Las posiciones divergentes sobre la eutanasia derivan de actitudes antagónicas sobre el hombre y la vida. No pueden coincidir quienes, por ejemplo, conciben la vida como un don de Dios, indisponible, por tanto, para el hombre, que quienes la consideran una mera propiedad inherente a ciertos seres. Si hay un derecho a la vida, no puede haber un deber de matar. Entre una concepción religiosa o metafísica y otra materialista o hedonista, es muy difícil encontrar un acuerdo. ¿Existe una vía media conciliadora? No parece que lo sea dejar la solución en manos de médicos, familiares y pacientes. En cualquier caso, los médicos no son meros servidores de la arbitrariedad del cliente o de un familiar en quien, eventualmente, haya podido delegar.
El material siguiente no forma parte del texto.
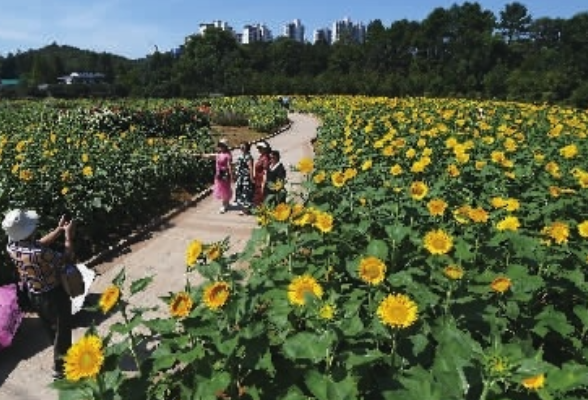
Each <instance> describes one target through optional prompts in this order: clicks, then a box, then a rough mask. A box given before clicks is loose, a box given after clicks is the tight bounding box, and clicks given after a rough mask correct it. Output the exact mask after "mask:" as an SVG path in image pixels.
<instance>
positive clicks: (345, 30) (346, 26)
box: [333, 17, 366, 43]
mask: <svg viewBox="0 0 588 400" xmlns="http://www.w3.org/2000/svg"><path fill="white" fill-rule="evenodd" d="M365 32H366V28H365V26H364V25H363V24H362V23H361V22H360V23H358V24H354V23H353V22H352V21H351V20H350V19H349V18H348V17H345V18H343V19H342V20H339V21H335V22H334V23H333V43H334V42H337V41H339V40H341V38H342V37H343V36H347V37H348V38H349V39H351V40H353V41H355V42H357V43H363V42H364V41H365Z"/></svg>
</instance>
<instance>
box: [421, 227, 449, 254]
mask: <svg viewBox="0 0 588 400" xmlns="http://www.w3.org/2000/svg"><path fill="white" fill-rule="evenodd" d="M423 242H424V246H425V248H426V249H427V250H428V251H429V253H431V254H447V253H449V251H450V250H451V248H452V247H453V238H452V237H451V235H449V234H448V233H447V232H445V231H444V230H442V229H437V230H434V231H429V232H427V234H426V235H425V238H424V239H423Z"/></svg>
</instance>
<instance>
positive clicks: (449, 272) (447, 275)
mask: <svg viewBox="0 0 588 400" xmlns="http://www.w3.org/2000/svg"><path fill="white" fill-rule="evenodd" d="M463 274H464V271H463V268H462V267H460V266H458V265H449V266H447V267H445V269H443V275H445V276H446V277H448V278H449V279H452V280H459V279H461V278H463Z"/></svg>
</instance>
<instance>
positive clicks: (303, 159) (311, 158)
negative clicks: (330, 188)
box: [296, 157, 314, 174]
mask: <svg viewBox="0 0 588 400" xmlns="http://www.w3.org/2000/svg"><path fill="white" fill-rule="evenodd" d="M296 168H297V169H298V171H300V172H302V173H303V174H309V173H311V172H312V170H313V169H314V162H313V161H312V158H309V157H304V158H301V159H300V161H298V165H297V166H296Z"/></svg>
Los médicos tienen obligaciones derivadas de la moral general y de la deontología profesional, incompatibles con la idea mercantil de que el cliente, es decir, el paciente, siempre tiene razón.

Otra cosa es que el Derecho deba tener en cuenta la moral social y atenerse a las convicciones dominantes. Pero la solución no es fácil cuando la opinión pública se encuentra radicalmente escindida. La clave se halla, como siempre, en la educación, y en la ejemplaridad de quienes poseen la autoridad espiritual, si es que hoy queda algún residuo de tal cosa. Pero nada tiene que ver la oposición a la eutanasia con la defensa del llamado encarnizamiento terapéutico, ni con la adopción de medidas excepcionales para mantener a toda costa la vida que se apaga. El declive actual de la protección jurídica de la vida tiene mucho que ver con la propagación de una actitud antihumanista y, por tanto, antipersonalista. Lo que está en crisis no es ya la dignidad de la persona, sino la condición personal del hombre. Caminamos, como mínimo, hacia una eutanasia sibilina y vergonzante. Y puede que este diagnóstico sea optimista. La crisis intelectual y moral, en suma, espiritual, de nuestro tiempo parece evidente. Pero no solo de éste. Un personaje de Pérez Galdós, en La corte de

Carlos IV, afirma: «La elevación de los tontos, ruines y ordinarios no es, como algunos creen, desdicha peculiar de los modernos tiempos». Cuando luchan la verdad y la mentira, el bien y el mal, la belleza y la fealdad, lo justo no se encuentra en el término medio. No deberíamos olvidar nunca, y menos en estos tiempos extraviados, pero no desesperanzados, la vieja enseñanza de Antístenes: las ciudades sucumben cuando dejan de distinguir entre el bien y el mal.